Adversaries may use MacControl code tricks to execute arbitrary code with elevated privileges on macOS systems, bypassing standard security controls. SOC teams should proactively hunt for this behavior in Azure Sentinel to identify potential privilege escalation attempts and mitigate advanced persistent threats.
YARA Rule
rule MacControlCode : MacControl Family
{
meta:
description = "MacControl code tricks"
author = "Seth Hardy"
last_modified = "2014-06-17"
strings:
// Load these function strings 4 characters at a time. These check the first two blocks:
$L4_Accept = { C7 ?? 41 63 63 65 C7 ?? 04 70 74 3A 20 }
$L4_AcceptLang = { C7 ?? 41 63 63 65 C7 ?? 04 70 74 2D 4C }
$L4_Pragma = { C7 ?? 50 72 61 67 C7 ?? 04 6D 61 3A 20 }
$L4_Connection = { C7 ?? 43 6F 6E 6E C7 ?? 04 65 63 74 69 }
$GEThgif = { C7 ?? 47 45 54 20 C7 ?? 04 2F 68 2E 67 }
condition:
all of ($L4*) or $GEThgif
}This YARA rule can be deployed in the following contexts:
This rule contains 5 string patterns in its detection logic.

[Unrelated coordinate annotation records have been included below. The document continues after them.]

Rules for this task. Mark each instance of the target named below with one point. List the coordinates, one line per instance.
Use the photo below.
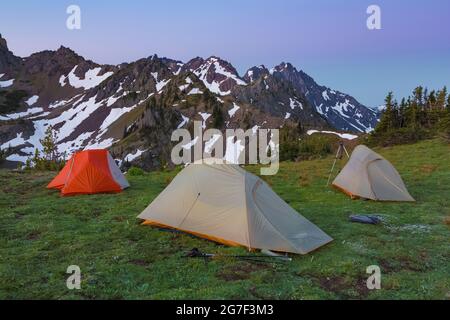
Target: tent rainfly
(368, 175)
(89, 172)
(226, 204)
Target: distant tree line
(420, 116)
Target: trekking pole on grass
(338, 156)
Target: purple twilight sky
(328, 39)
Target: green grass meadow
(42, 233)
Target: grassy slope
(42, 234)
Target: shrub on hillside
(421, 116)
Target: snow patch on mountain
(213, 65)
(195, 91)
(6, 83)
(91, 78)
(346, 136)
(32, 100)
(233, 110)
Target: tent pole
(334, 163)
(338, 156)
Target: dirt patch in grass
(241, 271)
(343, 288)
(33, 235)
(403, 263)
(428, 168)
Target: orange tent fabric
(60, 180)
(89, 172)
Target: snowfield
(91, 78)
(346, 136)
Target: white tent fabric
(225, 203)
(368, 175)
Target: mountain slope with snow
(132, 108)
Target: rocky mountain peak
(255, 73)
(218, 75)
(3, 43)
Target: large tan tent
(368, 175)
(227, 204)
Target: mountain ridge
(92, 105)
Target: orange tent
(88, 172)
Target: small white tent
(368, 175)
(227, 204)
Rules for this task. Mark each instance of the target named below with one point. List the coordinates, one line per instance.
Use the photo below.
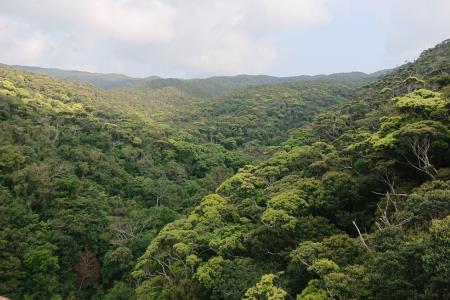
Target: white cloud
(202, 37)
(416, 25)
(197, 37)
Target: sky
(201, 38)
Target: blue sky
(200, 38)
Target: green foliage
(98, 194)
(265, 289)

Scenario: A system administrator is using launchd to schedule a legitimate maintenance task.
Filter/Exclusion: Check for com.apple.launchd or launchd.plist files in the ~/Library/LaunchAgents or /Library/LaunchDaemons directories. Exclude tasks with known administrative purposes (e.g., com.apple.periodic).
Scenario: A developer is using osascript to automate a GUI interaction for a legitimate application.
Filter/Exclusion: Filter out processes where the command line includes osascript and the script path is within a known development directory (e.g., /Users/developer/Scripts/).
Scenario: A sysadmin is using sudo to run a one-time command for system configuration.
Filter/Exclusion: Exclude commands executed via sudo that match known administrative tasks (e.g., sudo launchctl load -w /Library/LaunchDaemons/com.example.service.plist).
Scenario: A scheduled job is running via cron to perform system backups.
Filter/Exclusion: Exclude entries in the crontab that match known backup tools (e.g., rsync, tar, or backupd) and are located in standard system directories like /etc/cron.d/.
Scenario: A security tool is injecting code via AppleScript to perform a legitimate security audit.
Filter/Exclusion: Exclude processes where the script is signed by a trusted security tool (e.g., com.security.tool.audit) and the execution path is within a known security tool directory.